CW secured CPM increases, or increases in the cost of reaching 1,000 viewers, of between 6.5% and 7.5%, according to a person familiar with the situation. In a sign that the market for TV advertising is not as robust as last year’s, the CPM increases are significantly smaller than the 10% to 12% that CW, owned jointly by CBS Corp and Time Warner, was able to secure last year.
The CW sold approximately 75% of its available inventory in the upfront, a sliver less than it did in last year’s session, when it sold between 75% and 80%, according to this person.
The figures suggest that advertisers are still willing to give a decent nod to TV, even though the medium has diminished somewhat in the face of a dizzying array of new technologies that siphon viewers away to digital venues, including mobile tablets and streaming-video players. Despite this trend, marketers say that TV still generates the most sizable audiences of young and middle-aged consumers who buy their goods.

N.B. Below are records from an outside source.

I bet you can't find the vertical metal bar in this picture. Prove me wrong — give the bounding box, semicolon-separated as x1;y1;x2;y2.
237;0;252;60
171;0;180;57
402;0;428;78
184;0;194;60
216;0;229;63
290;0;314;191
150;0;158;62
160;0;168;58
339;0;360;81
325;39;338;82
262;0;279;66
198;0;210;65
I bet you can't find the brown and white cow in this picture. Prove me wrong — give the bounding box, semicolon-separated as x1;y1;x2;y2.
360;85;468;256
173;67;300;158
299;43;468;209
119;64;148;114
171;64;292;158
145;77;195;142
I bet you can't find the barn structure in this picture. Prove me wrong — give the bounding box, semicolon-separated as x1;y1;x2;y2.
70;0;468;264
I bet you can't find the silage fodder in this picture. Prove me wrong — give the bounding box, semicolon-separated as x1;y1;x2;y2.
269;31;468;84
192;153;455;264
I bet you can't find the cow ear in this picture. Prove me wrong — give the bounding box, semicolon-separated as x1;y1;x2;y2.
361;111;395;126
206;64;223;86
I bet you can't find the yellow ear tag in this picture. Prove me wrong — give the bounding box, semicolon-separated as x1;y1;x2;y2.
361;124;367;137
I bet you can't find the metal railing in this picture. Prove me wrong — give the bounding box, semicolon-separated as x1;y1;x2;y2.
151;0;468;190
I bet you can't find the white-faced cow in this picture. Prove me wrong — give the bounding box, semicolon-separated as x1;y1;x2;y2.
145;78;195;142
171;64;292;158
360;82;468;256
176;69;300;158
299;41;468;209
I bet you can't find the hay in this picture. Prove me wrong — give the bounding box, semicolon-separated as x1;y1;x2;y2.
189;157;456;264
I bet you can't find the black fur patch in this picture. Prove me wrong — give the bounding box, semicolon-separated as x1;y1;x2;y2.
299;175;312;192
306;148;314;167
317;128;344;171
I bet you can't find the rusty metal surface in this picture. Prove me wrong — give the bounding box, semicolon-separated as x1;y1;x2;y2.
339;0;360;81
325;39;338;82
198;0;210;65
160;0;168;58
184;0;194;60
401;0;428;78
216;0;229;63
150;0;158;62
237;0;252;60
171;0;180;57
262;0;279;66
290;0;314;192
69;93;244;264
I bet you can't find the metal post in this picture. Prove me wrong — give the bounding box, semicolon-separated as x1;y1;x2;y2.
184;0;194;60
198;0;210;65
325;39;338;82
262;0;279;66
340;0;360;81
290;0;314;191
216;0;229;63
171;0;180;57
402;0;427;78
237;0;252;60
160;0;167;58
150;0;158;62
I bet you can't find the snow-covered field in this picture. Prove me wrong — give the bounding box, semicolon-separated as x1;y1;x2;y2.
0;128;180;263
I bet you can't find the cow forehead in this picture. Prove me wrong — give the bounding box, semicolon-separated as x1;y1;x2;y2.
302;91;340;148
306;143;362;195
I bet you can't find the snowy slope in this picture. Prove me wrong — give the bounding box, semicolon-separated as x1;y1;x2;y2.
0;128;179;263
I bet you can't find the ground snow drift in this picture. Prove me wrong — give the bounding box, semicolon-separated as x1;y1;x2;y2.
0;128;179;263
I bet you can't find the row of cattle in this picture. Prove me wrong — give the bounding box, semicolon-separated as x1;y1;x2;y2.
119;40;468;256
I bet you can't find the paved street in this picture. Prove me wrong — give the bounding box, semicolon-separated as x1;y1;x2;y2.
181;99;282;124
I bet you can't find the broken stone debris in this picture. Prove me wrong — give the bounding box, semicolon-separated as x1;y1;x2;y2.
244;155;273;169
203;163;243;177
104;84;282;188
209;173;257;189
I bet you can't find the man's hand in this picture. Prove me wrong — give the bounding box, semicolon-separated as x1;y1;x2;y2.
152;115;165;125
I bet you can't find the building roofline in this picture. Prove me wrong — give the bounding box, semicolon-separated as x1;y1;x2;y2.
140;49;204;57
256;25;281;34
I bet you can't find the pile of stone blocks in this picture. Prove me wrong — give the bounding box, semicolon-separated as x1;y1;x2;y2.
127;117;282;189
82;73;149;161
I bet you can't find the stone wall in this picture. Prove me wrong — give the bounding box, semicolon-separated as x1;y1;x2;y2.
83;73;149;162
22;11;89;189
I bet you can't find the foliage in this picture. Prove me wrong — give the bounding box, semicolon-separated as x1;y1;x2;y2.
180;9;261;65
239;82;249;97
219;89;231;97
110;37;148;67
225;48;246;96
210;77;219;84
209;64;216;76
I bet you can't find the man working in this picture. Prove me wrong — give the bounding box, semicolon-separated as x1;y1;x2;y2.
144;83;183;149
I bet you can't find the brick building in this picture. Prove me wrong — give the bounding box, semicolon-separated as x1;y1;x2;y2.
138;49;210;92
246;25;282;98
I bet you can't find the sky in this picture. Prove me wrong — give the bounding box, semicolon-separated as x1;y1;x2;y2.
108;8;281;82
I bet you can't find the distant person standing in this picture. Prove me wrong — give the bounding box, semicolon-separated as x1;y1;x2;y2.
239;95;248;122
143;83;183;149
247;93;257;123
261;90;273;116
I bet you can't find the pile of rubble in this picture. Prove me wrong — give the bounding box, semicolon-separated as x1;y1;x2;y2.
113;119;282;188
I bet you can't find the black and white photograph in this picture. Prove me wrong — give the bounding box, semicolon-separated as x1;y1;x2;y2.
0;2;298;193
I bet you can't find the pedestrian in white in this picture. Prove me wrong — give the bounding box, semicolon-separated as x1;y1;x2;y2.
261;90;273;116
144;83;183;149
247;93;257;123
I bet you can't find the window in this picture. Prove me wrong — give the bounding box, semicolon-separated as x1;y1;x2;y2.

The CPM hikes may come as a surprise, as the CW experienced notable ratings erosion in the last season, owing to some new shows that proved not to work ("Secret Circle," "H8R" and "Ringer") and its reliance on aging programs such as "Gossip Girl" and "90210."
Ad buyers were pitched on a bevy of new programs, including "Arrow," based on the Green Arrow comics character, and "Emily Owens, M.D." a sort of "Ally McBeal" meets "Grey’s Anatomy" starring actress Mamie Gummer as an ingenue physician making her way at a hospital. CW is pairing "Arrow" on Wednesday nights with its veteran drama "Supernatural" — long a resident of Friday nights — in a move that could help the network expands its reach from young women to young men as well.
Advertisers were also said to be interested in an expanded ad-sales plan that would allow them to run commercials not only alongside traditional TV shows, but also alongside online video streams of those programs when they were watched on the web or on mobile devices, such as tablets.
The CW is the first to publicly acknowledge it has wrapped up its upfront negotiations, though Fox is said to be nearing completion, winning CPM increases of between 7% and 9%. CBS, NBC and ABC all continue to negotiate with buyers. NBC is said to be notching CPM increases of between 5% and 7%; ABC is said to be winning CPM increases of 6% to 7% and CBS is said to be securing CPM increases in the high-single-digit-percentage to very low-double-digit-percentage range.
Univision is at least 40% complete with its discussions, according to a person familiar with the matter, with CPM increases in the mid-single-digit to high-single-digit percentage range, depending on the amount of dollar volume committed.
Cable has begun to move in earnest, according to ad buyers. Viacom may be near completion, as it sacrificed price hikes to generate more dollar volume, according to a person close to the company. Time Warner’s Turner has been active in discussions, these buyers said, and may even have begun to notch some deals.
One reason why CW may have wrapped up sooner than other broadcasters is because it does not have as deep of a relationship with General Motors as its bigger competitors. GM has stymied the broadcasters with demands to roll back CPMs by as much as 20%, according to ad buyers and other executives, and there is speculation in the market that some of the networks may be withholding deals on sports advertising to convince GM to back off its request. But CW has deeper relationships with Ford Motor and Kia, the latter of which places its cars in Friday-night drama "Nikita."